Armando Rodriguez, 34, of Stockton, California was arrested and ordered to spend time in jail this week when he refused to take medication that would keep his pulmonary tuberculosis from becoming contagious. The disease includes symptoms such as coughing up blood and phlegm which can ultimately lead to death. Pulmonary Tuberculosis can spread through airborne particles.

The arrest was made after Ginger Wick, a nursing director for San Joaquin County sent a letter requesting a warrant when the patient refused to be treated.

According to the warrant request letter, Rodriguez had told Wick that he was on an alcohol binge and taken meth, he believed also taking the tuberculosis drug would hurt his liver.

Following his arrest on Tuesday Rodriquez will be charged with two misdemeanor counts of refusing to comply with a tuberculosis order.

While many people will contract a latent form of tuberculosis, the active form typically only affects adults who abuse drugs or have a compromised immune system.
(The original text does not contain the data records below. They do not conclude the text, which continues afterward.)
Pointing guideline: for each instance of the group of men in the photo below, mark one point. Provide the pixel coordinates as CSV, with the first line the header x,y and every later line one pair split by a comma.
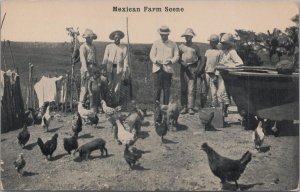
x,y
164,54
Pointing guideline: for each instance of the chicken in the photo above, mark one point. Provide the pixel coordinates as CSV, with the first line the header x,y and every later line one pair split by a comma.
x,y
133,121
23,136
70,144
37,115
20,164
108,110
84,113
124,137
172,114
206,118
49,147
91,146
224,168
160,120
46,119
258,135
131,157
94,119
29,120
76,124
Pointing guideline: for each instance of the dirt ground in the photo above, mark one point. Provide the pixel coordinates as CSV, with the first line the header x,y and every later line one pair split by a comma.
x,y
179,164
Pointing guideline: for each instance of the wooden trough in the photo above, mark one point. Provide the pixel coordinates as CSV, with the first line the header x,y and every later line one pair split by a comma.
x,y
264,92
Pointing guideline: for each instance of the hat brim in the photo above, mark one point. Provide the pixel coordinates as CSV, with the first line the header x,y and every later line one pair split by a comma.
x,y
183,35
112,35
93,36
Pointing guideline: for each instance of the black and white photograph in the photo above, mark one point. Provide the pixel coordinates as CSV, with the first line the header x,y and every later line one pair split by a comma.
x,y
149,95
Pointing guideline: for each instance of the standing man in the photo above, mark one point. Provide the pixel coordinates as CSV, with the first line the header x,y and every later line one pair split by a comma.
x,y
190,62
116,61
88,60
163,54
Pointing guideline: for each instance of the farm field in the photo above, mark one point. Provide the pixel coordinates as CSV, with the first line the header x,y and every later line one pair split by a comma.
x,y
177,165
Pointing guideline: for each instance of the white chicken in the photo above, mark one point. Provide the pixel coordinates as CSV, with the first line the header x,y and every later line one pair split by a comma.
x,y
84,113
46,119
124,136
258,135
109,110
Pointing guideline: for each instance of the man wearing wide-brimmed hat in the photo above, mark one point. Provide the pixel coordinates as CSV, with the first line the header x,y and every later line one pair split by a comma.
x,y
116,61
163,54
88,60
229,58
190,62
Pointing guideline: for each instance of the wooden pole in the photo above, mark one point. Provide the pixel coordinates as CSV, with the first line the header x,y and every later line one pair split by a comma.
x,y
129,61
3,20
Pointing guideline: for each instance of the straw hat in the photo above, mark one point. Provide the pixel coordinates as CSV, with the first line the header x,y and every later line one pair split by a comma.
x,y
189,32
213,37
89,33
227,38
164,30
116,33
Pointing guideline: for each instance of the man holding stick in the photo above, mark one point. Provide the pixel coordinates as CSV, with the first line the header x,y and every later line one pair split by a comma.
x,y
88,60
164,53
116,61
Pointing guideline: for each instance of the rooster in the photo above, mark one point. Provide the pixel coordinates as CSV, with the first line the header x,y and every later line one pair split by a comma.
x,y
258,135
20,164
23,136
224,168
206,119
160,120
76,124
70,144
108,110
49,146
123,136
46,119
131,157
94,119
84,113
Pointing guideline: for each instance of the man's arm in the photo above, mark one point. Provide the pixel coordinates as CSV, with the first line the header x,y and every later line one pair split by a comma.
x,y
106,55
82,53
176,54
While the disease can spread through airborne particles members of the health community have argued for years over whether refusing treatment should lead to criminal charges. Georgetown University public health law professor Lawrence Gostin told the Associated Press:

“I think it’s an error to confine someone in the criminal justice system for a public health crime. The whole intention is to protect the public’s health. It’s not to lay blame on someone.”

Opponents of the criminal charges suggest that incentives should instead be given such as free transportation to treatment centers.

In the meantime laws preventing the spreading of tuberculosis have been in place for more than a century according to the Centers for Disease Control and Prevention (CDC).

Tuberculosis while closely monitored still manages to inflict upwards of 12,0000 new patients each year while California witnessed 2,317 new cases in 2011, the states lowest point since record keeping began for the bacterial disease.

Drug resistant strains of the disease have emerged in the last several years, causing bigger headaches for health care professionals.